Inga Charkhalashvili

Personal information
- Born: 23 April 1983 (age 43) Kutaisi, Georgian SSR, Soviet Union

Chess career
- Country: Georgia
- Title: Woman Grandmaster (2005)
- Peak rating: 2379 (June 2016)

= Inga Charkhalashvili =

Georgian chess player (born 1983)

Inga Charkhalashvili (ინგა ჭარხალაშვილი; born 23 April 1983) is a Georgian Woman Grandmaster (WGM) (2005).
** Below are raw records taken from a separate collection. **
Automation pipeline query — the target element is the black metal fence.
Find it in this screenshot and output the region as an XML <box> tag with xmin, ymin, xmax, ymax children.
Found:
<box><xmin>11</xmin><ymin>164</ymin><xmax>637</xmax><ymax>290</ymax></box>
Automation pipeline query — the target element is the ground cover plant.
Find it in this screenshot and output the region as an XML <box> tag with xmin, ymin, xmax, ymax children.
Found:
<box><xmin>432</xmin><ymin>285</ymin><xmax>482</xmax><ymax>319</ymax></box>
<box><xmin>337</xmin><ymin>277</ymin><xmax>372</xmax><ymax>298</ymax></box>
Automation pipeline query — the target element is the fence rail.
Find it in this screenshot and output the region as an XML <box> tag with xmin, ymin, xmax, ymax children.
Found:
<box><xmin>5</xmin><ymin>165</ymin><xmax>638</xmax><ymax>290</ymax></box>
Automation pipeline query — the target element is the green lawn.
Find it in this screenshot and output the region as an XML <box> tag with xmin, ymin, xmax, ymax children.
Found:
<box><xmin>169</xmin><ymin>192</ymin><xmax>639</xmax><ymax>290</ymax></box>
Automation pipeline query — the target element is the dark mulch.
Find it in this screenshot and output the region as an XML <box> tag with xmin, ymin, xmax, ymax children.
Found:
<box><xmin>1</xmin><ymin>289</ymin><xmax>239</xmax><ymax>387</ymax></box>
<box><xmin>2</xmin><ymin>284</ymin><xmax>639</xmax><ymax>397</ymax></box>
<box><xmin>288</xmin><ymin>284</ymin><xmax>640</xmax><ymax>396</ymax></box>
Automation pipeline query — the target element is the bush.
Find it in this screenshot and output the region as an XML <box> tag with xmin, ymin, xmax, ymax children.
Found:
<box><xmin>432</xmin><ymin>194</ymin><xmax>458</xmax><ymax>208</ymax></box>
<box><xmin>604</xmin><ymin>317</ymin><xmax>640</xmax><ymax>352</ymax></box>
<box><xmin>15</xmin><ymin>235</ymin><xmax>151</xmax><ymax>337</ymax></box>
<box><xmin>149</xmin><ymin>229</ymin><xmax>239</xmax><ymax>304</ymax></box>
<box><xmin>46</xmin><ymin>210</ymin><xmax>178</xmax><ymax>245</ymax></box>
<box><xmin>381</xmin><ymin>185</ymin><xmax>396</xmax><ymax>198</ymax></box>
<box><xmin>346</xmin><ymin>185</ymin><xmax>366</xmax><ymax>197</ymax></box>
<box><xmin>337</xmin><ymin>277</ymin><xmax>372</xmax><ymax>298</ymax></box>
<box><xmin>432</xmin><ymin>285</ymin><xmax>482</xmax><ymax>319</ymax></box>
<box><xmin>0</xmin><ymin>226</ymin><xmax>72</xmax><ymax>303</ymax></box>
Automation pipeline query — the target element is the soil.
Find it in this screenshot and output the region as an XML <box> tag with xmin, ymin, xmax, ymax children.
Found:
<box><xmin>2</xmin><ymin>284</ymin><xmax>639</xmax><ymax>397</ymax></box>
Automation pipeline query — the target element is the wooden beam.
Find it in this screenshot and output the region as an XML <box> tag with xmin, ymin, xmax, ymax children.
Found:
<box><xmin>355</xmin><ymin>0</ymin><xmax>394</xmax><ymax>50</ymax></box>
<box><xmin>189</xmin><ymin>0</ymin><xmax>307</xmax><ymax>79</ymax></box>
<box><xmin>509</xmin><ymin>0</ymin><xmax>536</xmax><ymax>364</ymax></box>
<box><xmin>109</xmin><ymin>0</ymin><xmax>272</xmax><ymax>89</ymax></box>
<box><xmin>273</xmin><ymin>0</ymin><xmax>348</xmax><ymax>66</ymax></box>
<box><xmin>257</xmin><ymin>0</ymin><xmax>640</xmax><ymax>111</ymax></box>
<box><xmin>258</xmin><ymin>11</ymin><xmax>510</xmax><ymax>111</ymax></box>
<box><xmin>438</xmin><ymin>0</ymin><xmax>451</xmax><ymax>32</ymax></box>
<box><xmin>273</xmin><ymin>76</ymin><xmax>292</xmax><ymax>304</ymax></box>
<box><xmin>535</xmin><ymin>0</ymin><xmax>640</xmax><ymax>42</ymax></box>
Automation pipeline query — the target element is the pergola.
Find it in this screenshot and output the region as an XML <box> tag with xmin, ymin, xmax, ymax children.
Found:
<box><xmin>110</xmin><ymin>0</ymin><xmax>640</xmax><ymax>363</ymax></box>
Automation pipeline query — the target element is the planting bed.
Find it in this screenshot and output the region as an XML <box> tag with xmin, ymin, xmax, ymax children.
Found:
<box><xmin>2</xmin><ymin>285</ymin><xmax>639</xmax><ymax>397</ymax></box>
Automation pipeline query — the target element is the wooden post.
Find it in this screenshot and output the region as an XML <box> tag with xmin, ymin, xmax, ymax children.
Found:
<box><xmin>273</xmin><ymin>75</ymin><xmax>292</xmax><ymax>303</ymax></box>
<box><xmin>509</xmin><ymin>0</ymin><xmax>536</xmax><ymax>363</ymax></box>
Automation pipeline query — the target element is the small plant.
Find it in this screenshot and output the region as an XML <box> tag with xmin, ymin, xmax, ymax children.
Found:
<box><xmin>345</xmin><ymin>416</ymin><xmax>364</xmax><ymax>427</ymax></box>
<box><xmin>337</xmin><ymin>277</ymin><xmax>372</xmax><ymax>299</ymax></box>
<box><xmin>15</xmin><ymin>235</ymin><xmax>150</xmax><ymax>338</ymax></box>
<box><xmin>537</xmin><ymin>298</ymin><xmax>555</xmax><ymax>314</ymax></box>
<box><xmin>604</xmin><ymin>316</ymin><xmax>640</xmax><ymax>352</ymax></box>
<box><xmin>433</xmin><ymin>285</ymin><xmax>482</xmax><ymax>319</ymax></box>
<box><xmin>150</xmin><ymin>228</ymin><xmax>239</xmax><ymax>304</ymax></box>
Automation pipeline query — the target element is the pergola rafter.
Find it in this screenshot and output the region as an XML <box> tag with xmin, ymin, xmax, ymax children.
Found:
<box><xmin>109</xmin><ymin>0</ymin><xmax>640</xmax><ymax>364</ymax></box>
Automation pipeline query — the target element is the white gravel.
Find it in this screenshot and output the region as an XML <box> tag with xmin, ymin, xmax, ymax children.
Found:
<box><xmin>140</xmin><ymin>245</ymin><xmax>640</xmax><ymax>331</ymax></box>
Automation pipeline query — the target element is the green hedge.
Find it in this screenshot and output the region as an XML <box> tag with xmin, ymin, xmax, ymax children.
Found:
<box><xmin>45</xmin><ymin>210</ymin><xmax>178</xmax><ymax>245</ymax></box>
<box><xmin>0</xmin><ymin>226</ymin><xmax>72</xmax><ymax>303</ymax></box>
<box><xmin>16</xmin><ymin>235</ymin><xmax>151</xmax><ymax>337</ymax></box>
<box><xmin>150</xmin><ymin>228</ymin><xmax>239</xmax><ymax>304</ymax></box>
She is a winner of Georgian Women's Chess Championship (1999).

==Biography==
From 1993 to 2002, Inga Charkhalashvili represented Georgia at the European Youth Chess Championships and World Youth Chess Championships, where she won four medals: gold (in 2001, at the European Youth Chess Championship in the U18 girls age group), silver (in 2002, at the European Youth chess championship in the U20 girls age group) and two bronzes (in 1998 and 1999, at the World Youth Chess Championship in the U16 girls age group).

In 1999, she won Georgian Women's Chess Championship.

Inga Charkhalashvili played for Georgia-3 team in the European Team Chess Championship:
- In 1999, at first reserve board in the 3rd European Team Chess Championship (women) in Batumi (+3, =2, -0) and won individual gold medal.

Inga Charkhalashvili played for Georgia-2 team in the Women's Chess Olympiads:
- In 2018, at second board in the 43rd Chess Olympiad (women) in Batumi (+5, =4, -1).

In 2012, in Warsaw Inga Charkhalashvili won Krystyna Radzikowska memorial chess tournament.

In 2005, she was awarded the FIDE International Grandmaster (WGM) title.